The major extrinsic threats to this species are from uncontrolled fishing for both local and export uses and the destruction of or damage to inshore habitats and coral reef decline due to coral bleaching. Juveniles depend on healthy lagoon habitat that is vulnerable to sedimentation or other disturbances. In the Solomon Islands, for example, a 24-fold decline in juvenile abundance was noted due to habitat loss relating to logging operations (Hamilton et al. 2017).

The species is highly vulnerable to night spearfishing and the very distinctive recruitment requirements may have a role in adult distributions (which are very patchy at geographic scales) and abundance. This latter is important because the placement of marine protected areas as conservation measures would depend heavily on where these are placed and would need to include key habitat particularly inshore recruitment sites. 

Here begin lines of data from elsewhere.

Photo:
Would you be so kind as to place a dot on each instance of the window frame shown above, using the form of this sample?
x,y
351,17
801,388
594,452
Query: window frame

Fishery based models of demographic processes, such as those applied by NOAA (Kobayashi et al. 2011) rather than direct examination of life history parameters and key life history processes may not produce meaningful stock/status assessments of this species.

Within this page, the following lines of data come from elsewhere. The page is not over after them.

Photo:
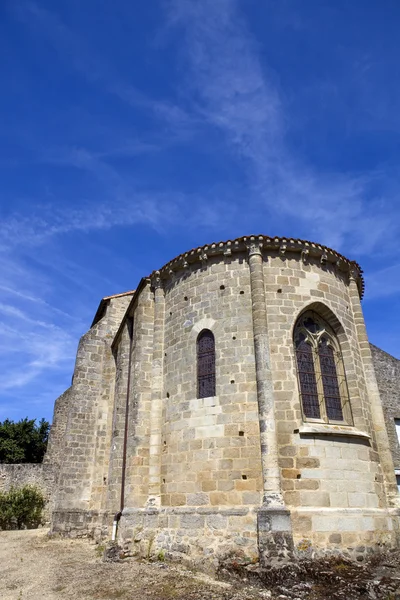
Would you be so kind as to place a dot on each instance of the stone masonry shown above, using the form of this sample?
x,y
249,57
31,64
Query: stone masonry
x,y
242,472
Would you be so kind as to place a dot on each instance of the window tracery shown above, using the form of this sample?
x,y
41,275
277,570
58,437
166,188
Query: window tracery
x,y
205,364
320,369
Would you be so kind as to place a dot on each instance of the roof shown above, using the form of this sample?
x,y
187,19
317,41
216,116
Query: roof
x,y
283,245
103,303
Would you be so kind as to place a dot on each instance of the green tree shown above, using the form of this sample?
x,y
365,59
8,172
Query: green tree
x,y
21,507
23,441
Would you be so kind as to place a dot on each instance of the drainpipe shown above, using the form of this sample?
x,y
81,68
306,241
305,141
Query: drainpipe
x,y
118,514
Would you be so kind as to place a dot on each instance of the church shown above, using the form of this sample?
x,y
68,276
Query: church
x,y
232,405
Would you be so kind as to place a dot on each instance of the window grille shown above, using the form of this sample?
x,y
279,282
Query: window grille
x,y
205,364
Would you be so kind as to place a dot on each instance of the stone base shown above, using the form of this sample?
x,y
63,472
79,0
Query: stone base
x,y
196,535
352,532
80,523
275,540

Intrinsic threats include its long life span and aggregate behaviour, particularly during nocturnal resting periods. These aggregations are easily located by fishers and can be quickly depleted. This creates a hyperstable fishery in which catch-per-unit-effort (CPUE) may remain high despite large declines in abundance (Hamilton et al. 2016).

This species is primarily used as a food source and is traded on local, national, and international scales where it retains a high value; it often demands the highest prices in markets (e.g., in the Solomon Islands, Hamilton 2003). In some areas, the species has a high cultural value and is favoured for ceremonial events (e.g., in Fiji; Dulvy and Polunin 2004). It has also become a popular species among the recreational diving community.

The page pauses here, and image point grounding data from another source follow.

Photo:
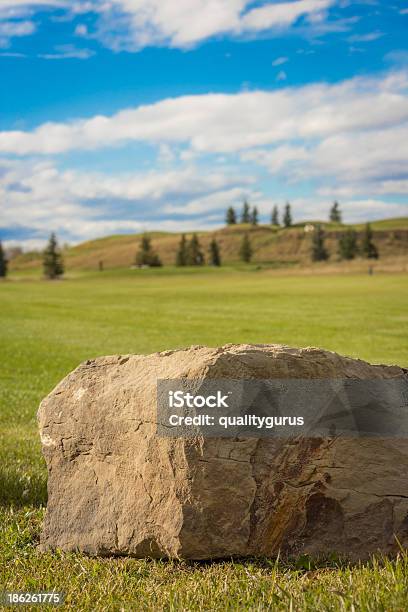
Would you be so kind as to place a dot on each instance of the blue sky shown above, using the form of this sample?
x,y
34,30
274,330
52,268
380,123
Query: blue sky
x,y
130,115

This is a conservation-dependent species and there are various levels of conservation actions at regional scales (see Supplementary Information). In regions where this species is protected (i.e., with a prohibition on harvest), the species seems to have positively responded in terms of increases in abundances (e.g., Palau). While there are marine protected areas scattered throughout the range of the species, many are of insufficient size or are insufficiently monitored and enforced to effectively reach conservation targets for this species.

Recommended conservation actions include: (1) implementing and enforcing reasonable take limits where the species is fished; (2) educating stakeholders on the important ecological role of this species and its susceptibility to heavy fishing pressure; (3) creating and enforcing large marine reserves that incorporate key habitat; and (4) reduction in anthropogenic disturbances to habitat, particularly for juvenile habitat.

Research recommendations to inform and improve conservation actions include generation of quantitative time series data on abundance. Much of the life history of the species is not well-known and calls for more research to better understand threats and identify management approaches.

Region specific conservation measures are presented in the Supplementary Information.